(Mint file)
(Mint file)

Can TikTok ask ShareChat to remove third-party content?

  • TikTok has issued a takedown notice to ShareChat to remove more than 100 videos, claiming exclusive rights over them
  • According to reports, the Centre plans to ask TikTok how its intermediary status is consistent with claims that it owns content

New Delhi: TikTok’s recent takedown notice to ShareChat to remove more than 100 videos, claiming exclusive rights over them, may raise legal questions as it contradicts their claims during the Madras High Court hearing in April that TikTok is an intermediary and cannot be banned for third-party content.

The government, according to a 27 August report in The Economic Times, plans to ask TikTok how its intermediary status is consistent with its claims that it owns content.

ShareChat, too, has raised an objection on the matter with MEITY (Ministry of Electronics and Information Technology).

Section 79-II of the Information Technology Act 2000 (after an amendment in 2008) exempts intermediaries from liability for any third party content shared on their platform. The Act provides “safe harbour protection" to intermediaries as long as they only play the role of a facilitator and are not involved in the creation or modification of the content in any manner.

User-generated content on any social media platform is treated as third party content. Even if it is first published on your platform, it still doesn’t give you exclusive rights over it, points out Pavan Duggal, advocate and leading cyberlaw expert.

“I think TikTok will have to make up its mind which bucket it wants to come in. If it wants to be an intermediary, it must fulfill the requirements of section 79-II of the Indian IT Act that protects it from liability. But if it seeks exclusive right over the content, it loses the immunity as an intermediary," adds Duggal.

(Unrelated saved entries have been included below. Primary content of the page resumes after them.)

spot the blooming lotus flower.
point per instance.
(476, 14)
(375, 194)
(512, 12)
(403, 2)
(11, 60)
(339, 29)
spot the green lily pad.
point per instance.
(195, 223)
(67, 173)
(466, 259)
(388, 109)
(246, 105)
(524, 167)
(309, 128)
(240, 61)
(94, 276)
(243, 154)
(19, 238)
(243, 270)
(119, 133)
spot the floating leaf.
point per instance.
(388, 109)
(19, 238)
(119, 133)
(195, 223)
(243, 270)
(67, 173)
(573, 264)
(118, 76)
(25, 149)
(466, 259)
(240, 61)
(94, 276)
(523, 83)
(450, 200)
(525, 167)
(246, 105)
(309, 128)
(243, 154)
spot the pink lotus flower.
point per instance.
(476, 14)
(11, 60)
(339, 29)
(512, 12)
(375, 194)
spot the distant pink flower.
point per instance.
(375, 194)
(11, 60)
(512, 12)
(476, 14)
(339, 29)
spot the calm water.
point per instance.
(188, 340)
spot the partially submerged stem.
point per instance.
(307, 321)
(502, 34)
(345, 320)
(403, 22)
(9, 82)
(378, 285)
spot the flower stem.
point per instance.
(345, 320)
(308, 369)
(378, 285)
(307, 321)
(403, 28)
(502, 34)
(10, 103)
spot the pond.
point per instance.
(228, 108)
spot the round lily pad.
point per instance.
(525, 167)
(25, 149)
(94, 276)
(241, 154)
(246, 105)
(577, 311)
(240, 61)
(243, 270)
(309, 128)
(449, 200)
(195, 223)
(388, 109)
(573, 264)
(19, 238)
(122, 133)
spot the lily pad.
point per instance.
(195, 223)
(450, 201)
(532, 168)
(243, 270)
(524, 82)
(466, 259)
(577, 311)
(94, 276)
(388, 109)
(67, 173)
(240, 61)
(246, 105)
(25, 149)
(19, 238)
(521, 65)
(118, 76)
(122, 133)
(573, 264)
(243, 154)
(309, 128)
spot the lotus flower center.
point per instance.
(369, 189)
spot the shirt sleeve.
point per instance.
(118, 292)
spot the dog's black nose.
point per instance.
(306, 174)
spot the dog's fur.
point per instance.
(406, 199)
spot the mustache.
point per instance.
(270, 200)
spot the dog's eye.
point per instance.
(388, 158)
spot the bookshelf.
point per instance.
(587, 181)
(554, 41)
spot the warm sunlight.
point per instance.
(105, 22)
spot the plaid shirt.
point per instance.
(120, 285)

TikTok is believed to have signed exclusive contracts with a bunch of influencers for the videos it asked ShareChat to remove, according to a person in know of the matter but did not wish to be named.

In an official statement to Mint, TikTok spokesperson said the platform does not exercise editorial control over users' content, which is produced entirely under users' sole discretion. However, they may enter into mutual contractual agreement with some creators with exclusivity rights over the content. In this regard, TikTok has undertaken legal action as part of its commitment to protect its users from copyright infringement.

Asking other social media platforms to take down user generated content can also be called an overreach as it is up to the user where they want to share and upload the content, unless the social media platform is involved in the content creation process or has signed a contract with the user.

“A social media platform can claim exclusive ownership over user generated content only if they are adding value or enhancing it in some way. Also, if social media platforms decide to pay a fraction of revenue generated to the top contributors producing very high engagement content, such content would become exclusive," says Faisal Kawoosa, founder and chief analyst, techARC.

TikTok was temporarily banned on 3 April by Madras high court, following a petition that accused the platform of propagating pornographic content and exposing children to online predators. The ban was eventually lifted on 24 April.

A subsidiary of China-based ByteDance, TikTok is immensely popular among teenagers and college students for its short music and dance videos. It claims to have 120 million monthly active users in India alone. Bengaluru-based ShareChat is popular for its regional language content, which includes videos, and has over 60 million monthly active users in India.